Anyone selling a business to their employees is expected to benefit from tax relief on their capital gains (CGT) from 2015.
One of many business-friendly measures announced in today’s Budget, the introduction of CGT relief will apply where a controlling interest is sold into an employee ownership structure.
Consultation on the measure, which will accommodate work undertaken by the Department for Business, Innovation and Skills (BIS) to develop an ‘off the shelf’ employee-owned company model, will pave the way for the measure's inclusion in the Finance Bill 2014.
Chancellor George Osborne also announced a limited extension of capital gains tax relief from April.
Introduced in last year's budget, the scheme grants investors a 50% tax relief on capital gains accrued in 2013-14 when they reinvest those gains into seed companies in either 2013-14 or 2014-15.
Patrick Reeve, managing partner at Albion Ventures LLP, one of the largest independent venture capital investors in the UK, welcomes the new tax relief.
Patrick Reeve, managing partner at Albion Ventures LLP
“Abolishing CGT on the sale of companies to employees provides a much needed incentive to unlock hidden talent within UK companies," he says.
"By securing the Government’s stamp of approval we expect to see a significant increase in management buy-outs over the coming months as awareness of this route to growth begins to spread."
Commenting on the announcement that stamp duty on growth markets, he adds: “AIM is the magnet that attracts smaller companies towards venture capital funding. Yet in recent years AIM has lacked the necessary power to fulfil this role effectively, but the Chancellor’s announcement to scrap stamp duty on growth markets such as AIM provides a much needed fillip.
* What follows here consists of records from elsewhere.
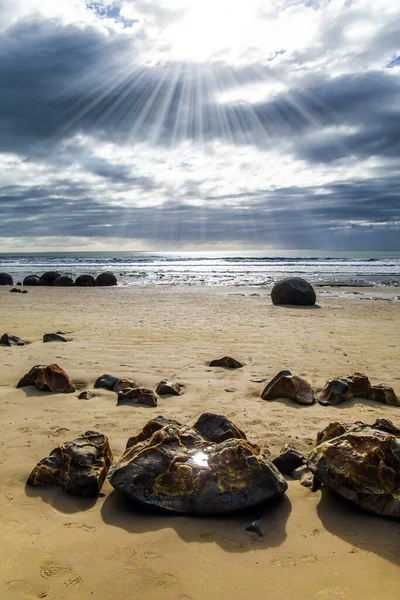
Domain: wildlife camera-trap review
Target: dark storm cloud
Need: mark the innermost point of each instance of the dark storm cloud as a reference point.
(291, 217)
(59, 81)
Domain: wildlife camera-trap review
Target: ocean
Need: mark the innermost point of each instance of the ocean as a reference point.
(261, 268)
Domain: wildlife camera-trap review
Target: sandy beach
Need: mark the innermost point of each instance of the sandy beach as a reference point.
(60, 547)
“This Budget was mindful of the role that growth companies are playing in advancing the UK’s progress down the road to recovery.”
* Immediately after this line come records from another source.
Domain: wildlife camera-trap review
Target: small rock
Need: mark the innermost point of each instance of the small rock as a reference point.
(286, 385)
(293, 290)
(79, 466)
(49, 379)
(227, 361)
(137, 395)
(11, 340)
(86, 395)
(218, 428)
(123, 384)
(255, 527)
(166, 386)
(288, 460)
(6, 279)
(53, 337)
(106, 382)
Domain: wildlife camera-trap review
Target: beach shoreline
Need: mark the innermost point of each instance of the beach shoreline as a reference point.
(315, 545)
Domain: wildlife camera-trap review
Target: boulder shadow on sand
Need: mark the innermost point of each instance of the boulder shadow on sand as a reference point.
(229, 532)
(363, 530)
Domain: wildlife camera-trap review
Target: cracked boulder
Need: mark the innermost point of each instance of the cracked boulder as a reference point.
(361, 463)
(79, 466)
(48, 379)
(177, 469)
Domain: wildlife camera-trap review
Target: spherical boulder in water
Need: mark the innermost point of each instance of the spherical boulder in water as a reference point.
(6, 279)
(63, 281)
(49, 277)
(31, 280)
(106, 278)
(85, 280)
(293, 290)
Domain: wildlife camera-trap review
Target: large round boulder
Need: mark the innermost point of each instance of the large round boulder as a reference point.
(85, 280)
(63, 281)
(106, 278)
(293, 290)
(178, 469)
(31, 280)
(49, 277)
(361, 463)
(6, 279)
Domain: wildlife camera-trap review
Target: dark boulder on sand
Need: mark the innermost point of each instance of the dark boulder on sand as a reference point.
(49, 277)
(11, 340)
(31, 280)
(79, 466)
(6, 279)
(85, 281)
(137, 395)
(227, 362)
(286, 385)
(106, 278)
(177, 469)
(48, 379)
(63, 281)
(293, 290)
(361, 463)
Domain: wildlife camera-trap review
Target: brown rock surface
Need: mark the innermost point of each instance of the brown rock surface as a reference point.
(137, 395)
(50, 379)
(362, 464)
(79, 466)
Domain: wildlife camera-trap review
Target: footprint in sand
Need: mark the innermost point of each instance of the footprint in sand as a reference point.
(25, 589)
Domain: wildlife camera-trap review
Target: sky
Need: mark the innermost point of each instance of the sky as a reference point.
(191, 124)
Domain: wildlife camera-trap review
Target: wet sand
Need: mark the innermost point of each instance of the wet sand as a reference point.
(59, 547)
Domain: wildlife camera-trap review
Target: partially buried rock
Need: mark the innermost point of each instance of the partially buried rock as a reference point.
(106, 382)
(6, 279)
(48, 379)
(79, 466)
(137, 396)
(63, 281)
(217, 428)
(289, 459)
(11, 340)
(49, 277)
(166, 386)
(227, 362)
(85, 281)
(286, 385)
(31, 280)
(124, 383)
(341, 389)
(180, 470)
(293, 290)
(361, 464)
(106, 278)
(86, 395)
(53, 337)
Meanwhile, publicans will raise a toast to the Chancellor after he relented in the face of lobbying from the industry to scrap the beer-duty escalator. In fact, he went one step further, actually cutting beer duty by 1p.
The news is the second boon in a month for the alcohol industry after David Cameron abandoned plans for a minimum alcohol unit-price, much to the chagrin of the British Medical Association.
Looked at another way, however, jettisoning proposals for a 45p minimum threshold could be portrayed as a disappointment for the licensed trade. The proposals really affected only the off-trade, forcing up the price of cheap supermarket booze and narrowing a gulf between pub and off-licence prices.
Until 2011, more alcohol was consumed in licensed premises than at home. The trend towards home drinking - surely not coincidentally - correlated with a widening disparity in on- and off-trade prices, with the squeeze on living standards only accelerating the trend.
The abandonment of the beer duty escalator should at least ensure that gulf doesn't widen further still.